Regardless, there is also a small error in your grammar: The regular expressions for "var" and "true"/"false" are in collision, which means that variable names like "falsetto" can make the lexer produce undesired results. It's better to avoid regexps if at all possible: Lark can automatically resolve a collision between a regexp and a string, but not between two regexps.
Anyway, until I fix my bug, allow me to suggest that you use the Earley algorithm, which parses your grammar correctly. It still uses a lexer, so you won't feel a big difference in performance (and probably won't notice at all).
Here is your grammar with tiny modifications, working with Earley: (It works on my machine :tm: )
from lark import Lark
parser = Lark("""
?term: "(" term ")"
| "true" -> true
| "false" -> false
| "if" term "then" term "else" term
| var
| "λ" var ":" type "." term -> lambda
| term term
?type: "(" type ")"
| "Bool" -> bool
| type "→" type
?var: VAR
VAR: ("a".."z")+ "'"*
%import common.WS
%ignore WS
""", start='term', lexer='standard', parser='earley', ambiguity='explicit')
print(parser.parse("(λa:(Bool→Bool). a) (λb:Bool. b)").pretty())
I hope this helps.

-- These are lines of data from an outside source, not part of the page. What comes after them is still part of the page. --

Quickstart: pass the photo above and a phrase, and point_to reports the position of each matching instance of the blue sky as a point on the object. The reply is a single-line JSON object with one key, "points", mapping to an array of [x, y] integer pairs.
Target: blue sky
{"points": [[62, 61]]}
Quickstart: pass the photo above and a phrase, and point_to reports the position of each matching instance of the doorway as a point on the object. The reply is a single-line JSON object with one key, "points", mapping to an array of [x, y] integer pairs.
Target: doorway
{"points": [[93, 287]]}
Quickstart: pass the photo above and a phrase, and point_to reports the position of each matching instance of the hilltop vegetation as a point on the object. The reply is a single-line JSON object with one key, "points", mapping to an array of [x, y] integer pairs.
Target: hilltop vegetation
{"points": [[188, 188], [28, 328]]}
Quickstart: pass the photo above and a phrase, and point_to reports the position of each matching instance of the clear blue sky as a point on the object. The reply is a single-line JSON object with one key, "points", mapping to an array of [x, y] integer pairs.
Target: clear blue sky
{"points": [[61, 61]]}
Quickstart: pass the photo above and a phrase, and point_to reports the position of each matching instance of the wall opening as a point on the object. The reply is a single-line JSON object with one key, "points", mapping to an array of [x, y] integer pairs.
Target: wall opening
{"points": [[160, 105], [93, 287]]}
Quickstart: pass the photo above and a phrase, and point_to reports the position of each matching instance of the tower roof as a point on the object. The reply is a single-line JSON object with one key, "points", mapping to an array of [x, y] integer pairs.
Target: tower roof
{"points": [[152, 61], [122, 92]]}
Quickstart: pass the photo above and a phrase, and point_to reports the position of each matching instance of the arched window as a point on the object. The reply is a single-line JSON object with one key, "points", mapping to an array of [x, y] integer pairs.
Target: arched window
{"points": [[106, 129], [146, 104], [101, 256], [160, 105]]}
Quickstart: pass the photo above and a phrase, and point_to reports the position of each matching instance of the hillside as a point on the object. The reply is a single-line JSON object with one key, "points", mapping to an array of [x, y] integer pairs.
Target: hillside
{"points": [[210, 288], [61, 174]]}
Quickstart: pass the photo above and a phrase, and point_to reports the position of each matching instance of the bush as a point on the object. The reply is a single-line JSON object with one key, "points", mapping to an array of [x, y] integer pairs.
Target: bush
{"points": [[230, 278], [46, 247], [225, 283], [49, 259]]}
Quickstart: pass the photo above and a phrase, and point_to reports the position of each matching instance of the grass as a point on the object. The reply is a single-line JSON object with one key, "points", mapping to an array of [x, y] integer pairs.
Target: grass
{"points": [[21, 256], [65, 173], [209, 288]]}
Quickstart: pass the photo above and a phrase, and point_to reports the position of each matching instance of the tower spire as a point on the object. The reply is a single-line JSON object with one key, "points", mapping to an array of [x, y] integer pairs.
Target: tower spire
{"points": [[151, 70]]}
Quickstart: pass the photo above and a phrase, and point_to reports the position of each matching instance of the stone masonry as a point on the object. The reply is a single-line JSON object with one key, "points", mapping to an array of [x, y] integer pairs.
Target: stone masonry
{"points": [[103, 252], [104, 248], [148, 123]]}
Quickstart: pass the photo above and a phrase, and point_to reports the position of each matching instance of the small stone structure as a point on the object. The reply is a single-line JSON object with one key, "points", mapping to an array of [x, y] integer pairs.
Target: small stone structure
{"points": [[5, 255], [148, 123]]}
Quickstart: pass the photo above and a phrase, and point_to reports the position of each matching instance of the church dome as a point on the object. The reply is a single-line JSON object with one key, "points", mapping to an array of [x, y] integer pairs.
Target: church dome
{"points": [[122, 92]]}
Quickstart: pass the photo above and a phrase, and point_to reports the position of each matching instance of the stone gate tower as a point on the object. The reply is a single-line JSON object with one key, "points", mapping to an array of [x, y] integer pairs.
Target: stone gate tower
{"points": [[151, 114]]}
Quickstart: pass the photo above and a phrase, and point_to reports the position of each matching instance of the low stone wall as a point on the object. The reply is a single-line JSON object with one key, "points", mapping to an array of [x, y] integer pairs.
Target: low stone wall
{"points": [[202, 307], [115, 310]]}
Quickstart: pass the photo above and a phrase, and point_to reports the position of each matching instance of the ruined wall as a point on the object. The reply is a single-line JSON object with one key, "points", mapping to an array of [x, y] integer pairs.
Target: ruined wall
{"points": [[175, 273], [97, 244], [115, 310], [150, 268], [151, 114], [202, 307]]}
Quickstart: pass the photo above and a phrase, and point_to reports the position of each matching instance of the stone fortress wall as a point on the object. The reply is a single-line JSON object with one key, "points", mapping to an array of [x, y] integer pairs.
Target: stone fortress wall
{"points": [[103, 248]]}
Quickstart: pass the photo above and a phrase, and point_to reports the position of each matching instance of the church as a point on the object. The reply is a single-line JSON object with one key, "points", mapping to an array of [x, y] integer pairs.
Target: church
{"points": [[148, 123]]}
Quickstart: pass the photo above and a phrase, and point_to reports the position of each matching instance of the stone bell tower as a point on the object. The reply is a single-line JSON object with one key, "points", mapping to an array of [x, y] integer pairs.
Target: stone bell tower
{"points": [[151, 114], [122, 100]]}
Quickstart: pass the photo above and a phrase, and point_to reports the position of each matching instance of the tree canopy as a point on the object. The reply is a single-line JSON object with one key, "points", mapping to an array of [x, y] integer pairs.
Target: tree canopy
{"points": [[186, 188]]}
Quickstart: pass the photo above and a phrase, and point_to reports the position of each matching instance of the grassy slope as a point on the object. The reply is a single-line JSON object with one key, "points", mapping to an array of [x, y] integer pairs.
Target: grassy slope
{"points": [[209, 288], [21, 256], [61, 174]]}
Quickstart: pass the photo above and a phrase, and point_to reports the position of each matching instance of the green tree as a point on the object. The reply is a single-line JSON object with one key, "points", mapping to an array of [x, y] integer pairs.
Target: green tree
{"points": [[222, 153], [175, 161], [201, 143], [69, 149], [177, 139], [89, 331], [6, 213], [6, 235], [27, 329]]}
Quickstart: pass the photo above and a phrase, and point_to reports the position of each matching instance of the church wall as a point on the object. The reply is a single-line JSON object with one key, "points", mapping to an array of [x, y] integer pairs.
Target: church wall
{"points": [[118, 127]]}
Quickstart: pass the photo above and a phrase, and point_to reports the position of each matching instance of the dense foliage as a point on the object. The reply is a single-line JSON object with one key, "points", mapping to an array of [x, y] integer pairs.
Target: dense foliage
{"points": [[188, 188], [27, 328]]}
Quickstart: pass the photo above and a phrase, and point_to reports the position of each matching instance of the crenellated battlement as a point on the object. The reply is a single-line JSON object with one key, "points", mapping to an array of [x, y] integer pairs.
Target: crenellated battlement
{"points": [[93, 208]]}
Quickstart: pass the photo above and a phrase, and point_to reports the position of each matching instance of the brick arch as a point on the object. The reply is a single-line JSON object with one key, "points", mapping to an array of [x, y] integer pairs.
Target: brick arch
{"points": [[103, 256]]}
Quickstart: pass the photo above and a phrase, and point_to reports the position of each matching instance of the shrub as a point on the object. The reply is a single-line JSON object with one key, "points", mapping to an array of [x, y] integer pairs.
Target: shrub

I will keep you updated regarding the bug in the lalr parser generator.
Hi again, I did not yet address the issue of lark's misreporting of grammar errors, however --
I did fix the bug which made some branches disappear. Apparently there was a subtle bug that you activated with the "term: term term" production. Well, it's fixed now, and I get consistent and seemingly correct results running the modified grammar with LALR.
So, replace the last line with:
""", start='term', lexer='standard', parser='lalr')
And let me know if works, or if there are other issues hindering your progress.
(I'm keeping the issue open, since the error reports are still problematic.)
Using the 'lalr ' parser in the latest code does seem to have fixed both the vanishing branch bug and the non-determinism when I use the modified grammar. Thank you!
When I use my original grammar (with all the regexes) the vanishing branch bug is fixed but the non-determinism is still present (As expected)
I had originally used regexes because I want to keep those terminals. I'll open a new issue about that.
I'm considering this issue as fixed. The only thing left is to improve the error messages.
Running the following lambda calculus parser on Python 3.6 exhibits non-determistic behaviour. That is, the exact same code run multiple times gives different results.
It seems that the cause of the non-determinism is PYTHONHASHSEED. On my machine PYTHONHASHSEED=3 produces the following result consistently
Whereas PYTHONHASHSEED=1 raises an exception every time.
If I don't specify PYTHONHASHSEED at all then both results happen about 50% of the time.
(As an aside, even when it "works" it's not producing the parse tree I'm expecting. The whole "λa" branch of the parse seems to be missing. That might be user error though.)